第33話(陽菜編)前編

 通された部屋へ入ると、昼にも感じたあの洗剤の匂いだけが鼻を通ってくる。強い植物系の香りで少しキツイかもしれないが、耐えられないほどではない。

 綾が用意してくれたスリッパの音を鳴らしながら中を見渡す。彼女の言う洗剤の香以外の匂いはしないし、汚れなんてものもどこにも見当たらない。

 前と同じだ……。

 最後にこの部屋に入ったのは、中学を卒業する前。

 匂いも汚れもないこの空っぽな空間の中、綾は今と同じ洗剤を使って掃除をしていた。

 元々あった家具等の置物は全部当時の彼女が処分した。茶色のフローリングの上にも部屋を囲む白い壁にも物は何ひとつない。何もない部屋というものが、ただここに存在しているだけだった。


『何度やっても落ちなくて……』


 そう言っていた綾の手を、あのときのアタシはすぐに止めさせた。

 おじさんに言わないことを条件にもうやめると言っていたけれど、それは守られることはなかった。約束を破ってしまうほど、彼女のコレは止められなくなっていた。

 そのことに――今日になって気づいた……。

「……」

 鏡のように綺麗なフローリングを見下ろす。まるで業者が清掃したかのようなこの部屋は、おそらく家の中で一番綺麗な場所だろう。

 ここまでやっても汚れは完全に落ちないと言う。

 ……無理もなかった。

 ここで――おばさんは浮気相手といたのだ……。

 それを綾が目にした。

 娘や夫のいない時間に男を連れ込んだ女の本性をここで見てしまったのだ。本人は家に呼んだのは初めてだと言っていたらしいけど、実際どうかはわからない。

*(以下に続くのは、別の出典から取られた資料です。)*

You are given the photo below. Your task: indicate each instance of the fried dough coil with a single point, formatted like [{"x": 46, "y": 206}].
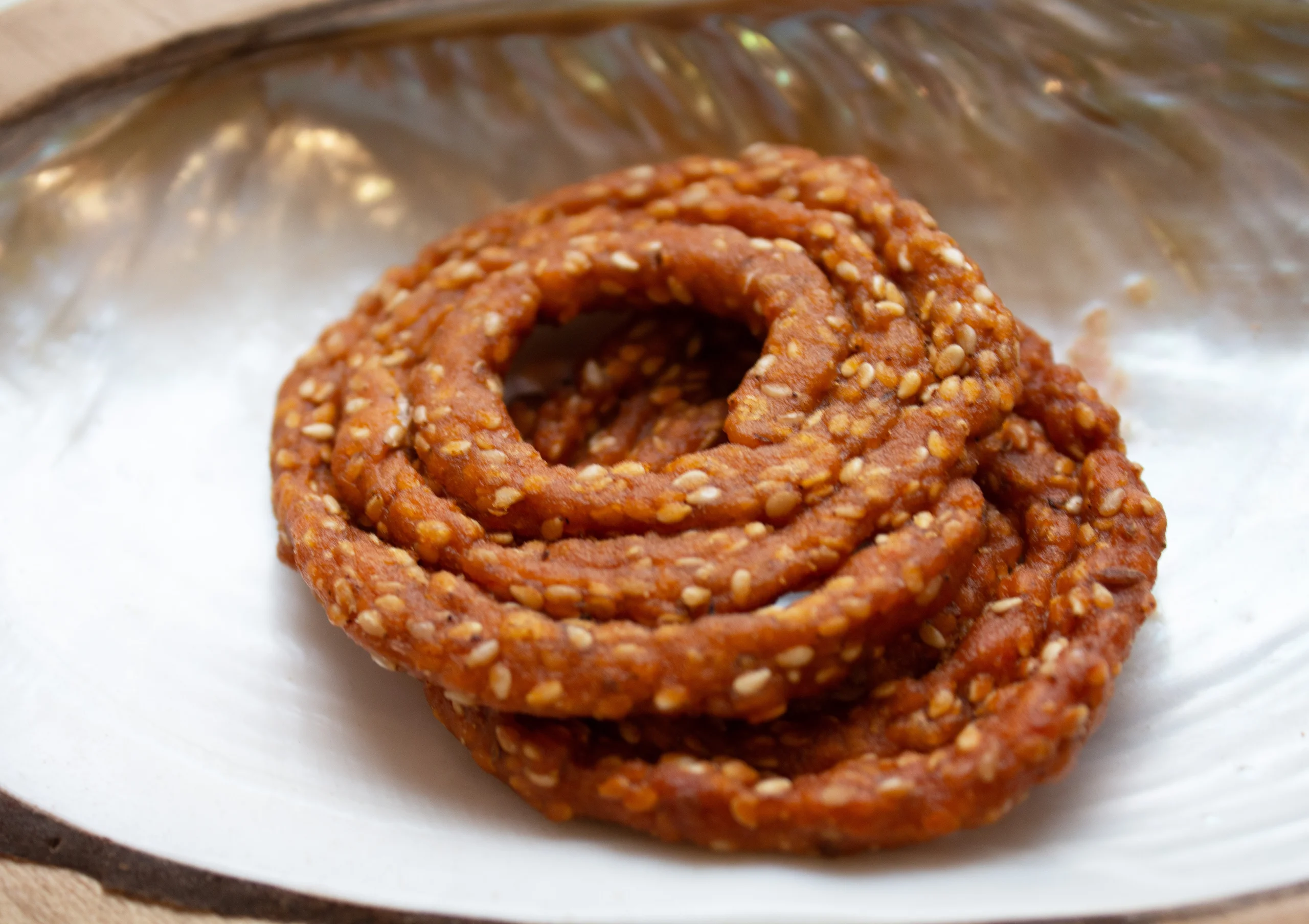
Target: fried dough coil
[
  {"x": 894, "y": 498},
  {"x": 956, "y": 722}
]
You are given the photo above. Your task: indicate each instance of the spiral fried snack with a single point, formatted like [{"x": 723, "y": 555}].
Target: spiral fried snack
[{"x": 871, "y": 594}]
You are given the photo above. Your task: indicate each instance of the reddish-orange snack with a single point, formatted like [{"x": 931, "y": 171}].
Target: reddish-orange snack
[{"x": 861, "y": 592}]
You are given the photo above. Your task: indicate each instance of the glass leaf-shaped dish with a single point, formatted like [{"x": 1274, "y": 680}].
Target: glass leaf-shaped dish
[{"x": 1134, "y": 178}]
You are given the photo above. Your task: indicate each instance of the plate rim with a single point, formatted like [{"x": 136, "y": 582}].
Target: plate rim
[{"x": 32, "y": 836}]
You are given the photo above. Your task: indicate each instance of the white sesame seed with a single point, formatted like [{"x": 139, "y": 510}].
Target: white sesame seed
[
  {"x": 773, "y": 787},
  {"x": 544, "y": 780},
  {"x": 950, "y": 360},
  {"x": 706, "y": 495},
  {"x": 796, "y": 657},
  {"x": 1112, "y": 503},
  {"x": 752, "y": 682},
  {"x": 483, "y": 654},
  {"x": 695, "y": 596},
  {"x": 623, "y": 261}
]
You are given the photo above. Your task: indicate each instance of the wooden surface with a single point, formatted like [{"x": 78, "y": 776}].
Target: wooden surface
[{"x": 50, "y": 48}]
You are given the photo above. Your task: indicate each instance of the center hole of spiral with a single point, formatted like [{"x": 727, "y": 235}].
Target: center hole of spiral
[{"x": 627, "y": 385}]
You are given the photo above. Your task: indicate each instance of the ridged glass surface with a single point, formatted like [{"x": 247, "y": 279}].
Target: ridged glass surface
[{"x": 1133, "y": 180}]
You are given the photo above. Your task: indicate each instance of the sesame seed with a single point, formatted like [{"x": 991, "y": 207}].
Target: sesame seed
[
  {"x": 562, "y": 594},
  {"x": 1053, "y": 650},
  {"x": 672, "y": 512},
  {"x": 909, "y": 384},
  {"x": 625, "y": 262},
  {"x": 695, "y": 596},
  {"x": 850, "y": 472},
  {"x": 773, "y": 787},
  {"x": 483, "y": 654},
  {"x": 371, "y": 622},
  {"x": 896, "y": 786},
  {"x": 740, "y": 586},
  {"x": 752, "y": 682},
  {"x": 545, "y": 694},
  {"x": 1112, "y": 503},
  {"x": 782, "y": 503},
  {"x": 528, "y": 596},
  {"x": 669, "y": 698},
  {"x": 434, "y": 532},
  {"x": 796, "y": 656},
  {"x": 950, "y": 360},
  {"x": 705, "y": 495},
  {"x": 933, "y": 635}
]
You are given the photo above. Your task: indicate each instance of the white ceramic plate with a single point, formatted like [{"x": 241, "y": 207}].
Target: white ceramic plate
[{"x": 1132, "y": 177}]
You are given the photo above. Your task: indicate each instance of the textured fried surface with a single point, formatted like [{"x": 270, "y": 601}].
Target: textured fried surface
[{"x": 588, "y": 578}]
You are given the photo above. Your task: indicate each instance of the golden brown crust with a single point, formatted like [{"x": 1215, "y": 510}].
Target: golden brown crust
[{"x": 588, "y": 580}]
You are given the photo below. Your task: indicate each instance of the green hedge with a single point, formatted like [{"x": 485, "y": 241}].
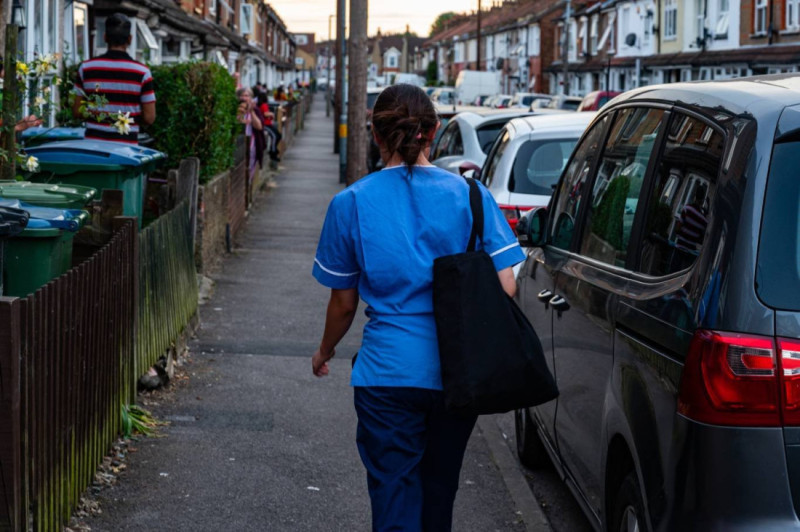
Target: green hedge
[{"x": 195, "y": 115}]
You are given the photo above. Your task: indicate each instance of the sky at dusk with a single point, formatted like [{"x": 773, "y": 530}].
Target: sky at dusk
[{"x": 391, "y": 16}]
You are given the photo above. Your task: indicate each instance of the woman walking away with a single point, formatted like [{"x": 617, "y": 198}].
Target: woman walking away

 アタシは嘘だと思ってる。おそらく綾もそう思っているだろう。そうでなければ、彼女がここまでの執着を見せたりはしない。

 ここで綾は呪いをかけられたのだ。

 目にしたもの、耳にしたもの、匂ったものは今でもふとしたキッカケで姿を現し、彼女に不必要な掃除を強要する。

 数年経った今も、彼女はそれにとらわれている。

 先ほど、アタシが外で見上げていた窓を見る。カーテンすらない窓にも曇りや汚れが一つもない。まるで鏡のようだ。

 窓ガラスに映る綾は左腕の肘に右手を添え、俯いていた。まるで親にイタズラが見つかってしまったときの子供のように見える。

 両端は網戸もせずに全開にしている。開けた窓から見えるのが薄い闇だけなのは、向かいの家の明かりがひとつも点いていないせいだろう。住人は不在にしているようだ。

 部屋にはもうひとつ窓がある。静かな風を送ってくる両開きのそこも全開にしていた。隣は空き地なので隣家は見えない。こちらも同じような薄闇を覗かせている。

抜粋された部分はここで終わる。